Typhus virus also attack the same organ: the lungs.
Er, that's not the location that's being talked about.
We have an actual survey poll of the known universe: no life on our cloest neighbours (moon, mars); no life in the solar system (voyager mission); no life outside our solar system as per telescopic and radiation imprints.
Yeah, but...
life on our planet. Somehow you managed to forget that one planet out of the 8 in the Solar System is actually
chock a block with life.
So by your astoundingly obtuse, simplistic logic, you're still forced to conclude that any given planet in the universe might have as much as a 1 in 8 chance of being life-bearing.
The unknown is more probably the same as the known than not
Sure. So, one in 8 for any given planet.
If life exists, at least some would be advanced enough to break the treshold of distance (advancement being time related, as with this planet).
Unless there's no level of advancement that allows one to break the laws of physics.

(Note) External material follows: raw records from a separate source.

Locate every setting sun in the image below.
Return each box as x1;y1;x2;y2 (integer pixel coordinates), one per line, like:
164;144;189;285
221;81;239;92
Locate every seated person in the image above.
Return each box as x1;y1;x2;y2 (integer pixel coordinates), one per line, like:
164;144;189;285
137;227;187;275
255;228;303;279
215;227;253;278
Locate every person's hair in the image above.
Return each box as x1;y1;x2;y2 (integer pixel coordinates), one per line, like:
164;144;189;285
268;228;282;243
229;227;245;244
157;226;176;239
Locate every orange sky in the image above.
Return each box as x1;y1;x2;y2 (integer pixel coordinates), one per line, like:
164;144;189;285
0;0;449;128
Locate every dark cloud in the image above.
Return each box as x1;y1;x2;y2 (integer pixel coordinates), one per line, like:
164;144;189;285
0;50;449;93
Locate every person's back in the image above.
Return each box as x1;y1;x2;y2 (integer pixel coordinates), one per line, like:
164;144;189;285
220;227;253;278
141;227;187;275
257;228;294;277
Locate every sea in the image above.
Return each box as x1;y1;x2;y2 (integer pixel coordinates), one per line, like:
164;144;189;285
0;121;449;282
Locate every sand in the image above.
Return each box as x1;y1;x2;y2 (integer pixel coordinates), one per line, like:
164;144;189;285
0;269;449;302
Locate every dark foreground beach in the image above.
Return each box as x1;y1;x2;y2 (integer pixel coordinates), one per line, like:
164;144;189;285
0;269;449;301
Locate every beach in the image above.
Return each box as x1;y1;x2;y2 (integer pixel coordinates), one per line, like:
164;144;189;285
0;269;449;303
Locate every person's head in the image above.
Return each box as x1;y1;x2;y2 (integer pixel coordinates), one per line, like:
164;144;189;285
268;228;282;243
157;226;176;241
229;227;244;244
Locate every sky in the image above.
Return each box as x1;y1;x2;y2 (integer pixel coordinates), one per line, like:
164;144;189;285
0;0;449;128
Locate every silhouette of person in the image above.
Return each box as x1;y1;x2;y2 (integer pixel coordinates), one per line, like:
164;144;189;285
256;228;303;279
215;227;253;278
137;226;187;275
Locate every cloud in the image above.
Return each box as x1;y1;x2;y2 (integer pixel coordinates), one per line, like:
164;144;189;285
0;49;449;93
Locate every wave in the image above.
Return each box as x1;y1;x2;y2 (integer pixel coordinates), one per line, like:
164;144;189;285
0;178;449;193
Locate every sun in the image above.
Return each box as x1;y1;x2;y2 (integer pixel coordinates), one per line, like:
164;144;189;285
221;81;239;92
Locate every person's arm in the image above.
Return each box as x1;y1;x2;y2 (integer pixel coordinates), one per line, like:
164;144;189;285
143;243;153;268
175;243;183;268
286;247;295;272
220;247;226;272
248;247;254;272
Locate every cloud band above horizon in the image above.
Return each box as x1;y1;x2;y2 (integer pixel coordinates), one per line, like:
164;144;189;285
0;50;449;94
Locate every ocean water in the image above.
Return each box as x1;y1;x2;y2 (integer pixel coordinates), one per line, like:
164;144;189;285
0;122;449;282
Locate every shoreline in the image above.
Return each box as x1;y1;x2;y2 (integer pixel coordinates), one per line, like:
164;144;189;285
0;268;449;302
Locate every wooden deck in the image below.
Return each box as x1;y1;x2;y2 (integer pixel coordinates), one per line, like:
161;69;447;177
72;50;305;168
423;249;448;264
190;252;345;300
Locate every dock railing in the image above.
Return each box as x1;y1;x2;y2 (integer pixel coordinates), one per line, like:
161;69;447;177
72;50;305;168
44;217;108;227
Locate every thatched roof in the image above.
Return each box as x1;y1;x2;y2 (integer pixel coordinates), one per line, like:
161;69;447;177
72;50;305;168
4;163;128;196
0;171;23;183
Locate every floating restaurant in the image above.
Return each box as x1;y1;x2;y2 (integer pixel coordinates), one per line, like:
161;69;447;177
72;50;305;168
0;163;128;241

But let me ask you - if there's no life elsewhere in the universe - which even your arguments don't support - then where did the
Wow! Signal come from?
Here, the very theory of evolution can come apart, because it infers that it cannot occur elsewhere - else life would have emerged on the moon.
The moon has no atmosphere or liquid water.
On earth we have life in the most inhospitable conditions, including poisonous volcanic cores and where no light penetrates.
But, even those places there's an atmosphere and liquid water.
Even on Earth, life does not exist where there's not atmosphere and liquid water.
There is no valid reason that life does not exist in the diverse conditions in the known universe.
Yes, that's rather the point, isn't it? That there's no reason to believe that life should be limited to Earth?